Trump, The Man and the Image
His words increasingly signify his confusion about who he is and what he has got himself into.
The result ain’t oratory. Still, the words entertain, wound, outrage, delight, bemuse, stupefy. More than a year into Trump’s candidacy, they also signify the speaker’s confusion about who he is and what he has got himself into.
.. The praise Trump elicits from voters for his “authenticity,” for “telling it like it is,” elides the fact that he is committed to hiding his human side from the world and, for that matter, from himself. “I don’t like to analyze myself because I might not like what I see,” he confessed to one of his biographers, Michael D’Antonio.

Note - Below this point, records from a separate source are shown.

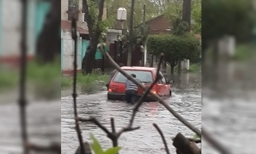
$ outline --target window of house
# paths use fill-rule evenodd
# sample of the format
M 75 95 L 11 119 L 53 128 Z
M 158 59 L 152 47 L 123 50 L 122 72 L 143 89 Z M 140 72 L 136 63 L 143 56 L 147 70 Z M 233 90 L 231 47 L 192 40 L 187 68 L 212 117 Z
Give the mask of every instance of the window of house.
M 76 13 L 77 20 L 78 20 L 79 2 L 78 0 L 68 0 L 68 20 L 72 20 L 72 16 L 74 13 Z

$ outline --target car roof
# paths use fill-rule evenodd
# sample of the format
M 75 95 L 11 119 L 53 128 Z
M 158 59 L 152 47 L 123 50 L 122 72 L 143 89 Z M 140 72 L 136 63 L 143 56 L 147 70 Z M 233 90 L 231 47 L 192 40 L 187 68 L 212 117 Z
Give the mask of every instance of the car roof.
M 139 67 L 138 66 L 123 66 L 121 67 L 122 69 L 125 70 L 141 70 L 145 71 L 153 71 L 156 70 L 157 68 L 155 67 Z

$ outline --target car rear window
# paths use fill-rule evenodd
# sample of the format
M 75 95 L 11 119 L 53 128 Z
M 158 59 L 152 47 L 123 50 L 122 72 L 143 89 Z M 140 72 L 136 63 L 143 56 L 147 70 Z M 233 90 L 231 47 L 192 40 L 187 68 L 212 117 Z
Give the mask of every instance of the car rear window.
M 136 78 L 142 82 L 150 83 L 153 82 L 153 77 L 151 72 L 147 71 L 134 70 L 125 70 L 129 74 L 134 74 L 136 75 Z M 127 79 L 120 72 L 114 77 L 114 82 L 120 83 L 125 83 Z

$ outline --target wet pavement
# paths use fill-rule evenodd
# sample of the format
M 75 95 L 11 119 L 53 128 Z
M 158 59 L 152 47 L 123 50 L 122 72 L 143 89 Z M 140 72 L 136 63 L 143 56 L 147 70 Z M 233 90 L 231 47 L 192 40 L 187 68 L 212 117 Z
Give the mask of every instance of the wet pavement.
M 173 96 L 166 101 L 192 123 L 201 128 L 201 74 L 183 74 L 180 77 L 175 77 L 174 80 Z M 114 117 L 118 131 L 128 124 L 133 106 L 124 102 L 108 101 L 107 95 L 106 91 L 91 94 L 80 94 L 77 98 L 78 113 L 83 117 L 95 117 L 110 130 L 110 118 Z M 73 99 L 70 95 L 61 98 L 61 153 L 63 154 L 74 153 L 79 144 L 74 128 Z M 188 137 L 194 134 L 157 102 L 145 103 L 140 108 L 134 124 L 134 126 L 139 126 L 141 128 L 122 134 L 118 141 L 122 148 L 120 153 L 164 153 L 164 146 L 160 135 L 152 125 L 153 122 L 162 129 L 171 153 L 175 151 L 171 137 L 179 132 Z M 105 132 L 95 124 L 85 123 L 81 124 L 81 126 L 84 141 L 91 142 L 89 137 L 91 133 L 104 149 L 112 146 L 112 142 Z
M 60 142 L 60 101 L 29 102 L 26 111 L 30 143 L 46 146 L 52 142 Z M 0 154 L 22 153 L 19 106 L 15 102 L 1 103 Z

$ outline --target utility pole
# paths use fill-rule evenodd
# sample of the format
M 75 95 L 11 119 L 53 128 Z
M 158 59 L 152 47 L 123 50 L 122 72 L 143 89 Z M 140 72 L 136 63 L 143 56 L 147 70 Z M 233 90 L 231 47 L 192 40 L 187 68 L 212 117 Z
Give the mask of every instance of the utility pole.
M 188 23 L 188 27 L 187 29 L 188 32 L 190 32 L 191 27 L 191 0 L 184 0 L 182 10 L 183 21 Z
M 144 4 L 144 8 L 143 8 L 143 10 L 144 12 L 143 13 L 143 36 L 145 37 L 146 34 L 146 5 Z M 143 42 L 143 50 L 144 51 L 143 54 L 143 57 L 142 57 L 142 59 L 143 59 L 143 64 L 142 65 L 142 66 L 145 67 L 146 62 L 147 61 L 147 53 L 146 52 L 146 41 L 144 40 Z
M 134 12 L 134 3 L 135 0 L 132 0 L 132 6 L 131 8 L 131 15 L 130 18 L 130 28 L 129 32 L 129 43 L 128 46 L 128 57 L 127 59 L 127 66 L 131 66 L 133 46 L 133 14 Z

.. A man in touch with his emotions would recognize that in regard to this circumstance his emotions are mixed.
One remarkable revelation was an account published online, in March, by Stephanie Cegielski, the former communications director of the Make America Great Again super pac. Cegielski told of being informed by colleagues, in March, 2015, that Trump would be running for President, with the goal of polling at, say, twelve per cent, and finishing second in the delegate count. (“A protest candidacy.”)
.. At some point, it will hit his followers that they’ve been sold out by a huckster who coveted their votes only for the sake of his colossal self-regard. And that, all along, he had nothing real to offer.